Des déplacements naturels demandent beaucoup plus d’efforts. « Monter les escaliers, au début, c’était un fardeau incroyable. Je devais m’arrêter en haut et me reposer plusieurs minutes pour récupérer. Maintenant, après un peu de remise en forme, ça s’est amélioré, mais ce n’est pas mon énergie d’avant », raconte Johann. Cette énorme fatigue chronique explique pourquoi les patients atteints de COVID longue ne peuvent pas retourner au travail, comme Stéphanie, arrêtée depuis mars.

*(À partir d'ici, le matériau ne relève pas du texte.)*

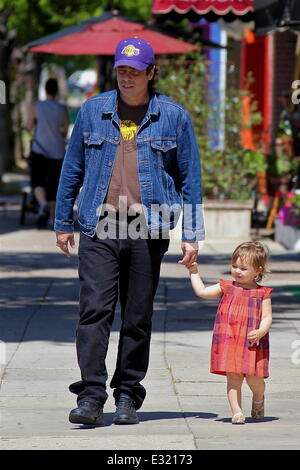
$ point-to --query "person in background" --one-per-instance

Pour Sylvie, les efforts à donner afin de se battre contre ce sentiment de fatigue constant étaient décuplés. « En mars, l’approche de mon traitement a été centrée sur la gestion de mon énergie. À partir de là, j’ai vu que je progressais, que j’arrivais à marcher davantage. Puis malheureusement, au mois d’août, j’ai fait une journée trop grosse pour ce que j’étais capable, j’ai mal écouté mon énergie. Depuis ce temps-là je suis constamment dans un malaise post-effort qui ne disparaît pas. En résumé, il m’a suffi d’une journée pour enlever tous les progrès que j’avais fait depuis six mois. » Un combat constant, autant physique que psychologique.
Quand la fatigue physique devient mentale
Encore sur le plan psychologique, il existe une situation différente pour chaque patient. Sylvie et Stéphanie déclarent quelques découragements lors de journées plus difficiles, une peur de l’inconnu créée par le manque de réponse, mais finalement beaucoup d’espoir en l’avenir. Johann, de son côté, a vécu plusieurs épisodes de dépression courts, mais intenses : « Ça a duré seulement trois jours, mais j’étais vraiment bas. Au point où je suis allé voir ma conjointe et je lui ai dit “écoute, je vais faire une entente avec toi pour continuer à vivre. On fait un pacte pour que je me rende jusqu’à demain, puis demain on va faire un pacte pour que je me rende jusqu’à après-demain.” », a-t-il avoué, les larmes aux yeux.
Que ce soit Johann, Sylvie ou Stéphanie, ils déplorent tous une seule et unique chose : le manque de ressources au Saguenay-Lac-Saint-Jean pour les accompagner et leur offrir quelques réponses supplémentaires.